Acquiring skills goes beyond the classroom, but take-up of extra-curricular activities is much lower outside the Greater South East
Half-term holidays mean parents are on the hunt for activities to keep their kids busy while schools are closed. Not only can these be fun ways to keep the little ones busy, but as our new report shows, they are also vital tools to develop the ‘robot-ready’ skills they will need in future.
As robots incrementally replace people in carrying out more routine, manual activities, the ability to think creatively, solve complex problems, and work in a team will all be advantages in the labour market. The National Curriculum already helps to develop these skills, but it is outside the classroom that children get to apply them in practice and consolidate them.
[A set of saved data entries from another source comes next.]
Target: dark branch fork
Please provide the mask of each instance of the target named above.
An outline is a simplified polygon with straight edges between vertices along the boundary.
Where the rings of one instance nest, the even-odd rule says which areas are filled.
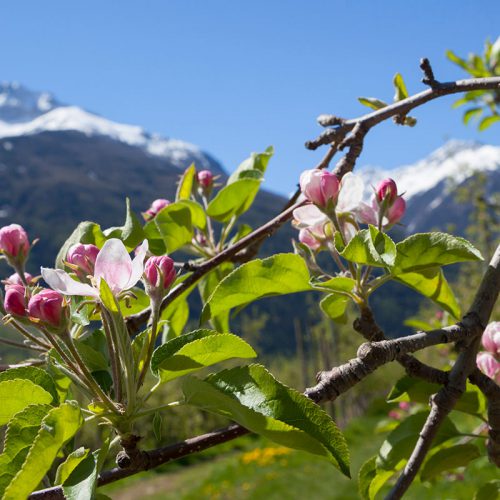
[[[346,154],[334,169],[334,172],[341,178],[347,172],[353,170],[355,162],[361,154],[366,134],[377,124],[391,117],[404,116],[412,109],[444,95],[471,90],[500,89],[500,78],[477,78],[440,83],[434,78],[428,60],[421,61],[421,68],[424,72],[423,82],[429,85],[430,88],[419,94],[351,120],[344,120],[332,115],[320,116],[318,121],[321,125],[334,128],[326,130],[318,139],[306,144],[309,149],[329,145],[328,152],[316,168],[327,168],[337,151],[347,148]],[[281,225],[292,217],[293,210],[304,203],[297,202],[299,194],[300,191],[297,191],[285,205],[283,211],[267,224],[256,229],[203,264],[191,266],[189,268],[192,271],[191,274],[170,291],[163,300],[162,308],[171,304],[174,299],[222,262],[228,260],[245,262],[249,258],[253,258],[260,243],[277,231]],[[415,335],[401,339],[386,340],[384,332],[375,323],[371,311],[369,309],[362,310],[360,318],[354,323],[354,328],[369,342],[360,346],[357,358],[328,372],[322,372],[319,375],[320,381],[318,385],[306,390],[305,394],[315,401],[334,399],[382,364],[394,360],[402,364],[408,374],[427,381],[437,382],[443,386],[432,399],[431,413],[422,430],[422,437],[417,443],[405,471],[391,492],[389,497],[391,499],[400,498],[411,484],[440,422],[451,411],[460,397],[467,378],[475,383],[488,398],[488,415],[490,419],[488,450],[491,460],[497,465],[500,461],[500,388],[475,367],[475,355],[479,338],[488,322],[499,293],[499,261],[500,247],[497,249],[482,280],[469,313],[461,323],[452,327],[427,333],[418,332]],[[127,326],[131,335],[137,333],[140,326],[147,321],[148,316],[149,311],[146,310],[127,318]],[[427,366],[410,355],[410,353],[426,347],[447,342],[455,342],[461,349],[459,358],[450,372]],[[102,472],[98,479],[98,485],[109,484],[143,470],[157,467],[171,460],[235,439],[248,432],[247,429],[240,425],[231,425],[164,448],[141,451],[139,452],[139,459],[131,463],[128,468],[115,468]],[[59,499],[64,498],[64,495],[62,488],[56,486],[36,491],[30,495],[30,498]]]

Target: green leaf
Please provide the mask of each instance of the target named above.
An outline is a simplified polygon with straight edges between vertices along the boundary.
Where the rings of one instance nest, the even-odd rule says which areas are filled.
[[[250,345],[232,333],[195,330],[158,347],[153,353],[151,370],[161,382],[169,382],[226,359],[256,356]]]
[[[57,394],[54,380],[45,370],[37,368],[36,366],[20,366],[18,368],[10,368],[0,373],[0,382],[14,379],[31,380],[31,382],[39,385],[52,396],[52,404],[59,404],[59,395]]]
[[[394,474],[394,471],[377,469],[377,457],[367,460],[359,469],[358,488],[359,496],[363,500],[373,500],[380,488]]]
[[[153,417],[153,432],[158,443],[161,441],[161,424],[161,413],[157,411]]]
[[[231,262],[223,262],[217,266],[213,271],[210,271],[198,283],[201,300],[203,303],[207,302],[219,283],[234,270],[234,264]],[[229,331],[229,310],[211,318],[213,327],[219,332]]]
[[[476,491],[474,500],[499,500],[500,499],[500,481],[494,480],[483,484]]]
[[[467,125],[471,118],[474,118],[474,117],[480,117],[483,113],[483,108],[470,108],[468,109],[465,113],[464,113],[464,117],[463,117],[463,121],[464,121],[464,124]]]
[[[396,245],[375,226],[359,231],[340,253],[345,259],[376,267],[392,267],[396,260]]]
[[[66,500],[93,500],[97,487],[97,452],[87,455],[63,484]]]
[[[245,213],[259,191],[261,179],[243,178],[223,187],[209,203],[207,215],[219,222],[229,222]]]
[[[464,238],[446,233],[418,233],[396,245],[392,273],[398,275],[457,262],[483,260],[481,252]]]
[[[346,278],[345,276],[337,276],[327,281],[315,281],[311,283],[315,290],[324,291],[325,288],[332,292],[352,293],[356,286],[356,280]]]
[[[269,146],[263,153],[252,153],[249,158],[240,163],[238,168],[229,176],[227,184],[248,178],[248,174],[255,175],[255,178],[262,179],[264,176],[269,160],[274,154],[274,148]]]
[[[104,231],[104,236],[109,238],[118,238],[128,251],[132,251],[139,243],[144,241],[146,234],[142,228],[142,223],[137,215],[130,208],[130,200],[126,199],[125,223],[121,227],[110,227]]]
[[[17,412],[29,405],[50,404],[54,397],[28,379],[0,382],[0,425],[5,425]]]
[[[406,460],[417,443],[419,433],[427,420],[428,412],[419,412],[405,418],[382,443],[377,457],[377,468],[394,469],[401,460]],[[432,442],[432,446],[459,435],[449,418],[445,418]]]
[[[83,446],[71,452],[66,457],[66,460],[57,468],[54,484],[63,484],[64,481],[68,479],[69,475],[76,469],[78,464],[82,460],[85,460],[88,454],[88,448],[84,448]]]
[[[75,435],[82,423],[76,402],[66,402],[50,410],[42,421],[22,469],[7,487],[3,500],[27,498],[43,479],[61,447]]]
[[[412,401],[414,403],[428,404],[429,398],[436,394],[439,389],[441,389],[439,384],[431,384],[425,380],[405,375],[391,389],[387,401],[390,403]],[[476,386],[467,382],[466,390],[458,399],[454,409],[477,416],[484,413],[486,401],[482,392]]]
[[[75,243],[92,244],[101,248],[105,241],[106,237],[101,231],[101,226],[95,222],[80,222],[59,250],[56,257],[56,268],[64,269],[63,261],[66,259],[69,247]]]
[[[272,295],[311,290],[309,271],[298,255],[284,253],[247,262],[227,275],[203,307],[201,322]]]
[[[168,253],[189,243],[194,235],[191,207],[179,201],[160,210],[149,224],[156,226]]]
[[[399,274],[394,279],[428,297],[455,318],[460,318],[460,306],[441,268]]]
[[[263,366],[223,370],[205,380],[188,377],[183,392],[188,404],[231,418],[283,446],[324,456],[349,476],[347,444],[335,423]]]
[[[177,192],[175,193],[175,201],[189,200],[193,192],[194,177],[196,175],[196,168],[194,163],[184,170],[181,180],[177,185]]]
[[[91,371],[106,371],[109,367],[108,360],[102,352],[97,351],[86,342],[75,342],[78,352],[87,368]]]
[[[490,128],[494,123],[500,121],[500,115],[485,116],[480,122],[478,129],[480,132]]]
[[[249,235],[252,231],[253,231],[253,229],[248,224],[241,224],[240,226],[238,226],[238,230],[236,231],[236,234],[231,238],[231,241],[229,242],[230,245],[234,245],[235,243],[240,241],[242,238]]]
[[[472,443],[457,444],[438,450],[429,457],[420,472],[421,481],[430,481],[442,472],[466,467],[469,462],[481,456],[479,448]]]
[[[109,285],[106,283],[106,280],[104,278],[101,278],[101,281],[99,283],[99,297],[101,299],[103,306],[108,311],[112,313],[119,312],[119,307],[116,298],[113,295],[111,288],[109,288]]]
[[[394,101],[402,101],[408,97],[408,90],[406,89],[405,82],[401,73],[396,73],[392,80],[396,93],[394,94]]]
[[[358,97],[358,101],[363,105],[363,106],[368,106],[369,108],[372,109],[382,109],[388,106],[388,104],[384,101],[381,101],[380,99],[377,99],[375,97]]]
[[[446,57],[456,65],[460,66],[462,69],[465,69],[465,71],[469,72],[469,65],[467,62],[462,59],[461,57],[458,57],[453,51],[447,50],[446,51]]]
[[[332,293],[324,297],[319,303],[319,306],[321,310],[333,321],[345,324],[347,321],[345,310],[347,309],[348,304],[349,297],[338,293]]]
[[[50,409],[49,405],[30,405],[16,413],[9,422],[3,453],[0,455],[0,498],[21,469],[42,420]]]

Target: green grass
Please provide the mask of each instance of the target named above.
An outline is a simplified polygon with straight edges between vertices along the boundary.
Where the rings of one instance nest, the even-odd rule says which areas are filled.
[[[359,418],[344,431],[351,451],[353,479],[344,477],[319,457],[245,437],[235,442],[237,450],[227,443],[222,449],[216,447],[200,454],[201,460],[191,465],[172,463],[161,471],[143,473],[100,491],[113,500],[357,499],[359,468],[377,453],[385,437],[375,431],[379,420],[380,416],[373,415]],[[416,482],[405,498],[470,500],[482,484],[495,478],[495,473],[496,469],[483,457],[460,475],[441,477],[432,484]],[[387,488],[377,499],[383,498],[385,492]]]

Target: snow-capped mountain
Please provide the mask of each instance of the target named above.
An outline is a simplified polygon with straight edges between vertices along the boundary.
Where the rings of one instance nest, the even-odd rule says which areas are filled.
[[[447,219],[454,222],[460,231],[467,220],[462,218],[461,223],[457,224],[458,216],[464,216],[468,207],[454,202],[454,191],[477,172],[488,175],[490,194],[498,192],[500,146],[450,140],[413,165],[393,170],[373,167],[360,169],[365,180],[366,198],[373,194],[372,186],[380,180],[391,177],[396,181],[398,190],[404,193],[408,203],[408,215],[405,217],[407,232],[429,230],[435,225],[444,224]]]
[[[150,134],[139,126],[117,123],[78,106],[67,106],[48,92],[34,92],[17,82],[0,84],[0,138],[67,131],[87,137],[109,137],[165,158],[179,168],[192,162],[200,168],[214,167],[205,153],[188,142]]]

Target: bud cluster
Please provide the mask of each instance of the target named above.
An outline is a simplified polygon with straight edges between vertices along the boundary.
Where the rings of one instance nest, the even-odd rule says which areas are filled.
[[[490,323],[481,338],[485,351],[478,353],[477,367],[500,384],[500,321]]]

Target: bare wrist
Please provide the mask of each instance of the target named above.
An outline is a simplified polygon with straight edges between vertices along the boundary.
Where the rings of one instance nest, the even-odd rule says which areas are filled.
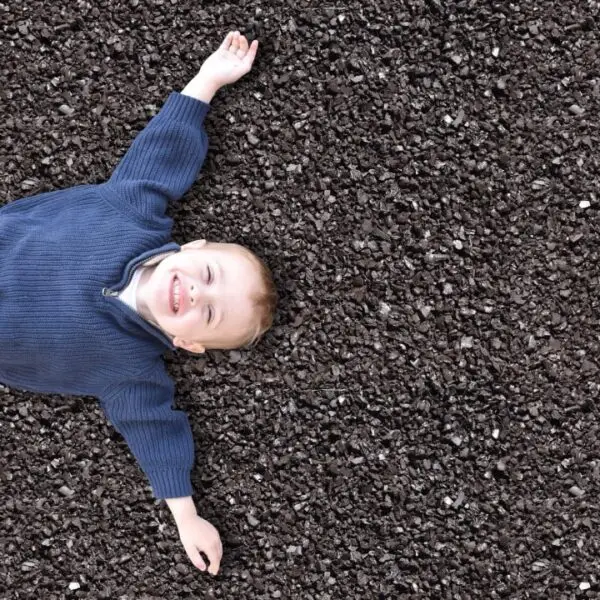
[[[183,88],[181,93],[209,104],[218,90],[219,86],[200,72]]]
[[[182,498],[167,498],[165,500],[169,507],[175,523],[179,526],[180,523],[186,521],[190,517],[197,517],[196,505],[191,496]]]

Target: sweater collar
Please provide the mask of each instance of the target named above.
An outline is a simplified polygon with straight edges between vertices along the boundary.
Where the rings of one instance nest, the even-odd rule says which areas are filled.
[[[169,242],[160,248],[153,248],[152,250],[148,250],[147,252],[136,256],[127,263],[121,281],[119,281],[113,289],[119,292],[123,290],[131,281],[133,272],[138,267],[151,267],[152,265],[158,264],[163,258],[170,254],[175,254],[175,252],[179,252],[180,250],[181,246],[179,246],[179,244]]]
[[[181,247],[179,244],[175,242],[169,242],[160,248],[154,248],[139,256],[136,256],[132,260],[127,263],[125,270],[123,271],[123,276],[119,283],[113,286],[114,291],[121,291],[131,281],[133,277],[133,273],[138,267],[150,267],[152,265],[158,264],[163,258],[174,254],[175,252],[179,252]],[[170,350],[175,350],[176,347],[173,345],[171,338],[166,335],[160,328],[152,323],[149,323],[144,319],[140,314],[138,314],[135,310],[133,310],[130,306],[127,306],[124,302],[119,300],[118,302],[110,303],[113,309],[118,307],[119,312],[124,317],[128,317],[127,320],[134,321],[136,325],[139,325],[144,331],[151,334],[152,337],[160,340],[165,346],[167,346]]]

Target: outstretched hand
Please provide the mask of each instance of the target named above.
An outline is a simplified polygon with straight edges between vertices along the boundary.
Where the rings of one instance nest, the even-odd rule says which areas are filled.
[[[258,40],[250,45],[239,31],[230,31],[219,48],[202,64],[200,75],[217,88],[234,83],[252,68]]]
[[[209,103],[219,88],[234,83],[250,71],[257,50],[258,40],[248,44],[239,31],[230,31],[181,93]]]
[[[190,561],[197,569],[211,575],[219,572],[223,546],[219,532],[208,521],[198,515],[190,516],[178,523],[179,537]],[[201,553],[208,558],[206,564]]]

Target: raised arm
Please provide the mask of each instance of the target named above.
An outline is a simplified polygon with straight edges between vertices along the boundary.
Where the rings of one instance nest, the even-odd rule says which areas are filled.
[[[249,45],[239,32],[230,32],[182,92],[173,92],[136,137],[106,182],[106,192],[145,218],[162,217],[169,201],[185,194],[202,167],[208,149],[203,123],[210,101],[221,87],[250,71],[257,48],[258,42]]]
[[[208,104],[173,92],[104,184],[106,193],[147,219],[162,217],[202,167],[208,149],[203,126],[208,109]]]

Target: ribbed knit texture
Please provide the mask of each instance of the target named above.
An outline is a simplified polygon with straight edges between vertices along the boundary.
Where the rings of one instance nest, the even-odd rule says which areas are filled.
[[[162,360],[172,345],[103,290],[179,249],[165,210],[202,166],[207,111],[173,93],[106,183],[0,208],[0,381],[98,398],[159,498],[192,494],[192,434]]]

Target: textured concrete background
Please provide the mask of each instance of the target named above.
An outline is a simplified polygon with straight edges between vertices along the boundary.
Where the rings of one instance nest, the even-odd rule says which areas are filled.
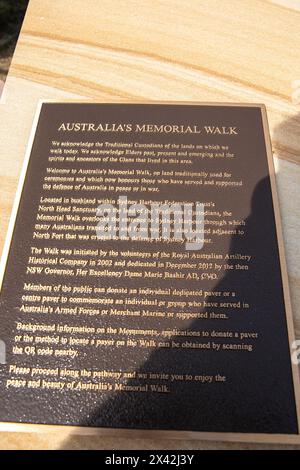
[[[8,73],[27,4],[28,0],[0,0],[0,81]]]

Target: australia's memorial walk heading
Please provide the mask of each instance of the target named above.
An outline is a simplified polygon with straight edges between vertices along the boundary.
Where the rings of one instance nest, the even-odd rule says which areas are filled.
[[[300,442],[263,106],[41,104],[1,284],[0,429]]]
[[[62,122],[58,132],[138,132],[160,134],[212,134],[212,135],[237,135],[236,126],[189,126],[178,124],[132,124],[132,123],[94,123],[94,122]]]

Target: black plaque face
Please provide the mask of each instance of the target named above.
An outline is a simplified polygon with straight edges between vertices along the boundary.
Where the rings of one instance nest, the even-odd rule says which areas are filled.
[[[41,106],[2,263],[3,423],[298,435],[265,136],[255,105]],[[97,238],[120,197],[202,203],[204,246],[149,238],[150,212],[144,239]]]

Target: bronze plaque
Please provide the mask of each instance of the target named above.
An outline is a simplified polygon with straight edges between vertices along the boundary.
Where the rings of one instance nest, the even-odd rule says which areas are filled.
[[[49,102],[31,140],[2,259],[1,427],[298,442],[264,107]]]

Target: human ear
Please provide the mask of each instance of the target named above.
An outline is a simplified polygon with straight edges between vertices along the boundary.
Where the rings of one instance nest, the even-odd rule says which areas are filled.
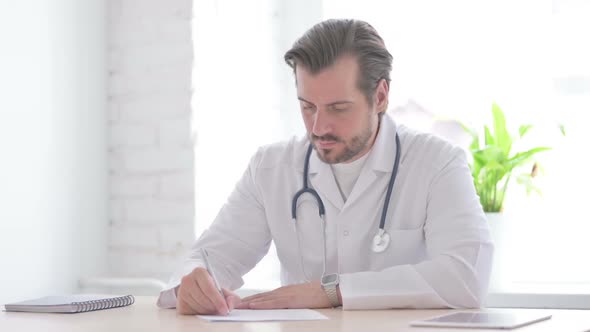
[[[387,105],[389,104],[389,84],[383,78],[377,83],[374,103],[378,113],[387,111]]]

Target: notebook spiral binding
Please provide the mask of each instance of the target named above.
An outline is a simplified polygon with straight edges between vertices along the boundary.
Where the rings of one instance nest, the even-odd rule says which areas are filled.
[[[72,305],[76,306],[76,312],[87,312],[102,309],[110,309],[117,307],[124,307],[135,302],[133,295],[116,297],[113,299],[103,299],[85,302],[74,302]]]

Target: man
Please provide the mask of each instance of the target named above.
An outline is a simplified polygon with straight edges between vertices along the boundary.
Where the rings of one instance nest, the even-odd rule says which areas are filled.
[[[158,305],[222,315],[479,307],[493,245],[465,154],[385,114],[392,57],[381,37],[362,21],[328,20],[285,60],[307,137],[259,149]],[[271,241],[285,286],[240,299],[230,290]]]

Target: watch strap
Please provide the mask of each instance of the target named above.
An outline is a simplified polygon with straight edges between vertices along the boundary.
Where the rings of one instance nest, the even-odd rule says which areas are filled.
[[[328,295],[328,299],[330,299],[332,307],[338,307],[340,305],[340,301],[338,301],[338,291],[336,290],[336,285],[324,286],[323,288],[326,292],[326,295]]]

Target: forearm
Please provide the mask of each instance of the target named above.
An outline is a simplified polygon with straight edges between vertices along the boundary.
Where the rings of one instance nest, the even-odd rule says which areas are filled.
[[[473,261],[441,255],[416,265],[343,274],[343,308],[479,307],[487,291],[492,250],[482,245]]]

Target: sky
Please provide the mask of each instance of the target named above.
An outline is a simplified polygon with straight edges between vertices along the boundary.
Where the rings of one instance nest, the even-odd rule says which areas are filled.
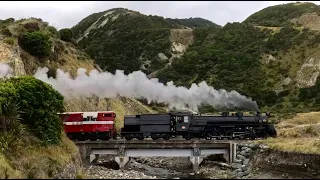
[[[35,17],[61,29],[71,28],[93,13],[122,7],[165,18],[201,17],[223,26],[241,22],[268,6],[289,2],[295,1],[1,1],[0,19]],[[308,2],[320,5],[320,1]]]

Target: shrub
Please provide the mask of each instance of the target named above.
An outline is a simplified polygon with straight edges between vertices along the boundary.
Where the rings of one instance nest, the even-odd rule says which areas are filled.
[[[12,36],[12,33],[10,32],[10,30],[8,28],[4,28],[1,29],[1,34],[5,35],[5,36]]]
[[[49,84],[31,76],[10,78],[14,94],[22,111],[22,123],[44,144],[60,142],[62,122],[57,115],[63,111],[63,96]],[[12,87],[12,86],[11,86]]]
[[[14,21],[15,21],[14,18],[8,18],[8,19],[6,19],[6,20],[3,20],[2,22],[3,22],[3,23],[13,23]]]
[[[61,29],[59,31],[60,34],[60,39],[63,41],[71,41],[72,37],[73,37],[73,33],[71,31],[71,29],[69,28],[65,28],[65,29]]]
[[[58,30],[53,27],[53,26],[48,26],[48,31],[52,34],[52,35],[58,35]]]
[[[14,39],[13,38],[6,38],[4,40],[5,43],[9,44],[9,45],[14,45]]]
[[[0,115],[3,115],[3,106],[5,103],[11,103],[16,99],[17,91],[14,84],[7,81],[0,81]]]
[[[19,44],[33,56],[43,57],[51,53],[50,37],[39,31],[25,33],[19,38]]]
[[[39,31],[40,30],[39,24],[37,22],[26,23],[23,27],[26,30],[28,30],[28,32],[33,32],[33,31]]]

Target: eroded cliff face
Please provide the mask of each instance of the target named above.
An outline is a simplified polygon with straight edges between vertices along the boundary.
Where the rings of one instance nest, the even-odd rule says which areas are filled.
[[[24,63],[20,57],[21,49],[18,45],[9,45],[0,37],[0,63],[9,64],[16,76],[26,75]]]

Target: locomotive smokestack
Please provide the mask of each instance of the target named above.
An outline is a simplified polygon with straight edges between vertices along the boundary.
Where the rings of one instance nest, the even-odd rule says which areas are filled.
[[[5,65],[1,65],[3,72],[7,72]],[[166,85],[157,78],[148,79],[146,74],[135,71],[125,75],[117,70],[115,74],[92,70],[89,76],[86,69],[79,68],[78,75],[72,79],[68,73],[57,70],[56,79],[48,78],[48,68],[39,68],[34,77],[40,79],[59,91],[65,98],[91,97],[115,98],[117,95],[127,98],[146,98],[151,101],[166,103],[169,108],[182,110],[188,107],[198,111],[201,104],[212,105],[215,108],[246,108],[257,111],[258,105],[251,98],[247,98],[236,91],[227,92],[216,90],[206,82],[192,84],[187,89],[177,87],[173,82]]]

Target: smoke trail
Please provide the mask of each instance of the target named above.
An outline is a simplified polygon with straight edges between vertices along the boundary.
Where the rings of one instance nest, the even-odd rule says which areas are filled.
[[[166,103],[172,109],[191,109],[198,111],[201,104],[212,105],[215,108],[246,108],[259,111],[258,105],[251,98],[247,98],[236,91],[227,92],[216,90],[206,82],[192,84],[187,89],[177,87],[173,82],[166,85],[157,78],[148,79],[141,71],[125,75],[117,70],[115,74],[92,70],[89,76],[86,69],[79,68],[77,77],[72,79],[69,73],[57,70],[56,79],[48,78],[48,68],[38,68],[34,77],[51,84],[65,98],[91,97],[115,98],[117,95],[127,98],[145,98],[151,101]],[[12,69],[7,64],[0,63],[0,78],[10,77]],[[187,107],[188,106],[188,107]]]
[[[177,87],[173,82],[166,85],[158,82],[157,78],[148,79],[141,71],[125,75],[117,70],[115,74],[92,70],[87,76],[86,69],[79,68],[75,79],[62,70],[57,70],[56,79],[48,78],[48,68],[39,68],[34,77],[51,84],[66,98],[90,97],[93,94],[100,98],[115,98],[117,95],[127,98],[145,98],[151,101],[166,103],[170,108],[185,109],[186,105],[198,111],[201,104],[212,105],[216,108],[246,108],[259,111],[258,105],[236,91],[216,90],[206,82],[192,84],[187,89]]]
[[[12,69],[7,64],[0,63],[0,78],[10,77],[12,73]]]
Schools particularly value extra-curricular activities to help children develop these skills. 97 per cent provide some level of after-school activity, including sports and drama clubs.
However, despite most schools offering these clubs, the ability for children to access them varies substantially by socio-economic background. Financial and other barriers mean that children from disadvantaged backgrounds are 30 per cent less likely to participate than their better-off peers (46 per cent against 66 per cent). These are worrying differences. It is precisely those young people from disadvantaged backgrounds who would benefit the most from activity beyond the classroom.
Some 13 per cent of pupils in England are disadvantaged, using eligibility for Free School Meals as a measure, but as with many things, this varies across the country. The share is much higher in cities in the North and Midlands. In Liverpool, 27 per cent of all pupils are eligible for Free School Meals, in Hull, it’s 22 per cent. In contrast, in Aldershot and Bournemouth, only 7 per cent of pupils are from disadvantaged backgrounds.
It is perhaps unsurprising that places with weaker economies tend to see a lower take-up of extra-curricular activities. But, with the rise of the robots, the risk is that these places will be further weakened as jobs are lost to automation.
Take Huddersfield and Sunderland for example: not only is the share of pupils from disadvantaged background higher, but both cities also feature in the top 10 for jobs at risk of displacement by 2030. They too are among the cities with the lowest share of highly-skilled business services jobs and these jobs are the most likely to be sustained – and grow – in the future, and are relatively better paid and more productive.
There is a risk that the gaps between places will widen if action is not taken. Focusing on improving not just subject-specific accomplishments, but interpersonal skills too, through activities in and out of the classroom, is vital and should be a priority for the national government. There should also be a focus – both at the national and local level – on policies aimed at improving access to existing extra-curricular activities, as well as raising awareness of them, especially in our less affluent cities or in the parts of cities with high levels of disadvantage.
While many children will have been enjoying a range of activities during their week off, school holidays cannot be relied on as the sole way of developing essential skills for the future. They should be an integral part of any long-term strategy aimed at ensuring young people develop the analytical and interpersonal skills necessary to succeed in the jobs of the future.